I looked for the other two among the buildings but didn't see them, and then heard a clang. I looked down to see that one of the soldiers was climbing up on the cargo container, the trash bin he had jumped on to get up to where I was clattering away on the ground. I nocked another arrow and shot at him; the arrow struck right in front of him. Clearly the bow was not meant to be my weapon. There was no time to string another arrow; the soldier was up on the cargo container and headed toward me, knife out, screaming something. I had the sinking suspicion I killed someone he really cared about. I grabbed for my own knife and as I did so, the Arrisian attacked, covering the distance between us in an astoundingly short time. I went down; my knife flew off the side of the cargo container.

I rolled with the Arrisian's attack and kicked him off me, scrambling to the side and out of his way. He was on me again instantly, stabbing me in the shoulder and meeting the police armor there. He readied to stab me again; I grabbed an eyestalk and yanked it hard. He scrambled away, squealing and grabbing at the eyestalk, backing up toward the edge. Both my knife and bow were too far away to get to. Fuck it, I thought, and launched myself at the Arrisian. We both flew off the side of the cargo container; as we fell I jammed my arm into his neck. We landed, me on top of him, my arm crushing his windpipe or whatever the equivalent was for him. My arm throbbed in pain; I doubted I would be using that arm productively for a while.

I rolled off the dead Arrisian and looked up; a shadow was hovering up on the cargo container. It was Kranjic; he and Beata were using their cameras to record the battle.

"You alive?" he asked.

"Apparently," I said.

"Look, could you do that again?" he said. I missed most of it."

I flipped him the middle finger; I couldn't see his face but I suspected he was grinning. 'Throw me down my knife and bow," I said. I glanced at my watch. We had another minute and a half to go before we dropped the shield. Kranjic handed down my weapons, and I stalked through the streets, trying to pick off soldiers until I ran out of arrows, and then kept out of their way until time ran out.

Thirty seconds before the shield dropped. Hickory opened the gates of the village and he and Dickory stepped away to let the survivors of the attack flood out in retreat. The couple dozen or so remaining soldiers didn't stop to wonder how the gate had opened; they got the hell out and hroke toward their transports stationed a klick in the distance. The last of these soldiers cleared the gate as we dropped the field. Eser and his remaining guard were midway in this pack, the guard rudely pushing his charge along. He still had his rifle; most left their rifles behind, having seen what happened to those who had used them in the village, and assuming they were now entirely useless. I picked up one, as I followed them out; Jane picked up one of the missile launchers. Kranjic and Beata hopped down from the cargo containers and followed; Kranjic bounding ahead and disappearing in the darkness, Beata keeping time with Jane and I.

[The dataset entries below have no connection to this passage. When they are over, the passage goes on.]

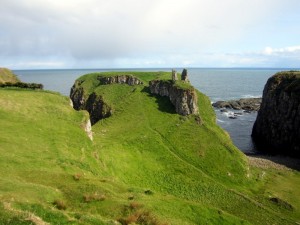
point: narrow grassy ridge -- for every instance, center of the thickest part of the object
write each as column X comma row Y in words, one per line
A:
column 7, row 75
column 146, row 165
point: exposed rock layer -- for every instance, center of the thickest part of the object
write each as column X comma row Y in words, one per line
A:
column 120, row 79
column 277, row 127
column 184, row 100
column 95, row 104
column 248, row 104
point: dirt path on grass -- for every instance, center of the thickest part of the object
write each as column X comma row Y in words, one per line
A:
column 274, row 162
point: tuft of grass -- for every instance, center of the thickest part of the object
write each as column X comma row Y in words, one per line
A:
column 94, row 197
column 60, row 204
column 7, row 76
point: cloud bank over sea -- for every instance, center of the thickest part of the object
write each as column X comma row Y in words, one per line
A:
column 157, row 33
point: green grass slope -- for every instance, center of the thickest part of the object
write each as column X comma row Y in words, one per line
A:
column 6, row 75
column 146, row 165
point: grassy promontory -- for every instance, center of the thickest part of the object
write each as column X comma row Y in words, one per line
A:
column 146, row 165
column 7, row 76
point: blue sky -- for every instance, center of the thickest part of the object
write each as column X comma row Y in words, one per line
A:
column 38, row 34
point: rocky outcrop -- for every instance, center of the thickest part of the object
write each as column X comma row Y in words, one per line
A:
column 88, row 129
column 94, row 103
column 277, row 127
column 184, row 100
column 247, row 104
column 120, row 79
column 184, row 75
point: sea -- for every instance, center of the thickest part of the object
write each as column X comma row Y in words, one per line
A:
column 216, row 83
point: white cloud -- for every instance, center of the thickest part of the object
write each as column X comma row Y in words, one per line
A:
column 281, row 51
column 127, row 33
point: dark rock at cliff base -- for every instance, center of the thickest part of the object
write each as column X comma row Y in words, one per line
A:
column 277, row 127
column 249, row 104
column 184, row 100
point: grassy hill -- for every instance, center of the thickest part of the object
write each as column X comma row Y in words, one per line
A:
column 6, row 75
column 146, row 165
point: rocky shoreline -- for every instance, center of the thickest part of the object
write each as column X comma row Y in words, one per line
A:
column 243, row 105
column 247, row 104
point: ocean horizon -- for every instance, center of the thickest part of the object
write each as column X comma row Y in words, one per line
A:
column 216, row 83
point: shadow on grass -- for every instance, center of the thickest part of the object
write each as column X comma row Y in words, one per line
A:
column 274, row 161
column 163, row 102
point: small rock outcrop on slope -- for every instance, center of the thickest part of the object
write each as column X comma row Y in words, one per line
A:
column 277, row 127
column 184, row 100
column 93, row 103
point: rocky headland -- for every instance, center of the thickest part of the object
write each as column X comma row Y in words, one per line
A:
column 277, row 127
column 181, row 94
column 184, row 100
column 247, row 104
column 93, row 102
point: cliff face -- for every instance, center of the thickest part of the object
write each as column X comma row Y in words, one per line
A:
column 184, row 100
column 277, row 127
column 93, row 103
column 121, row 79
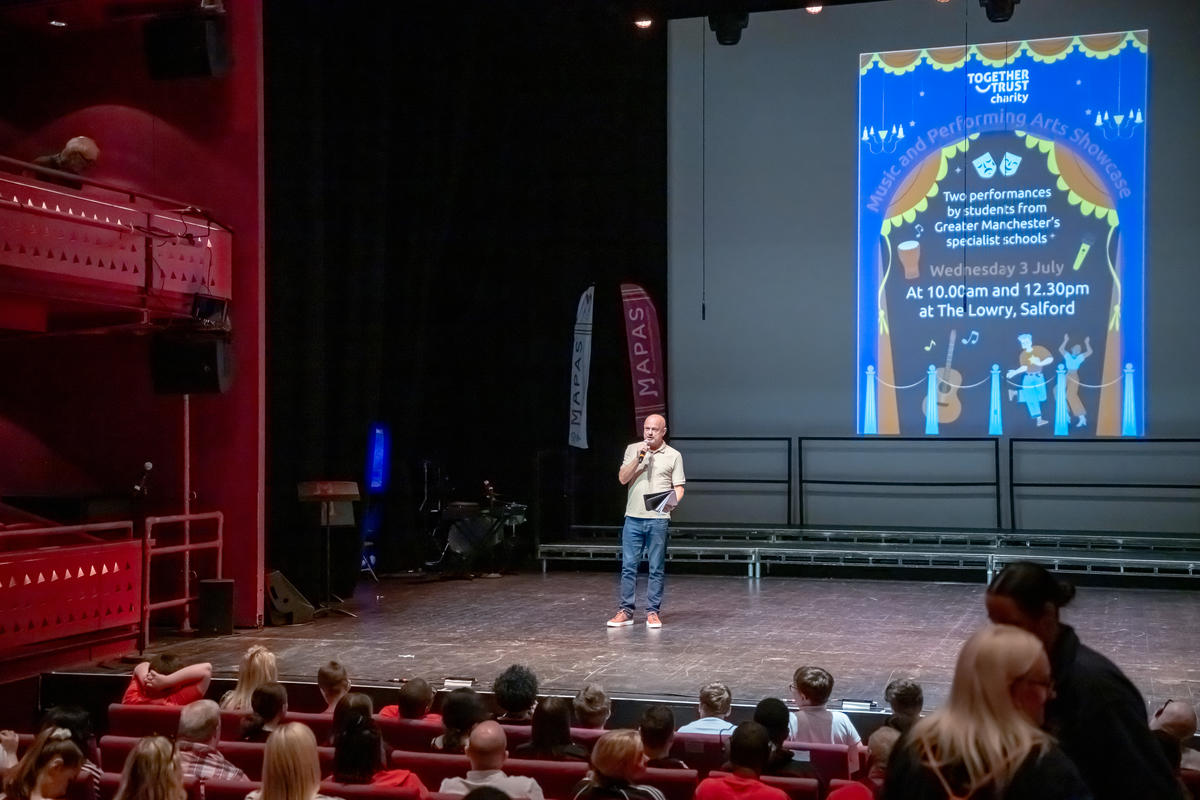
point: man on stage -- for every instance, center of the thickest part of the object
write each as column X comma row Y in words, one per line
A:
column 649, row 467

The retreating Arrisian soldiers were making two assumptions as they retreated. The first was that bullets had no currency on Roanoke. The second was that the terrain they were retreating across was the same as the terrain they had marched in on. Both of these assumptions were wrong, as the Arrisians discovered when the automatic turret defenses along the retreat path opened fire on them, cutting them down in precise bursts controlled by Jane, who electronically signed off on each target with her BrainPal before they opened fire. Jane didn't want to shoot Eser by accident. The portable turrets had been placed by the colonists after the Arrisians had been shut in Croatoan; they had pulled them out of holes they had dug and covered. Jane had mercilessly drilled the colonists who placed the turrets so they could move them and placed them in the space of just a few minutes. It worked; only one turret was unusable because it was pointing in the wrong direction.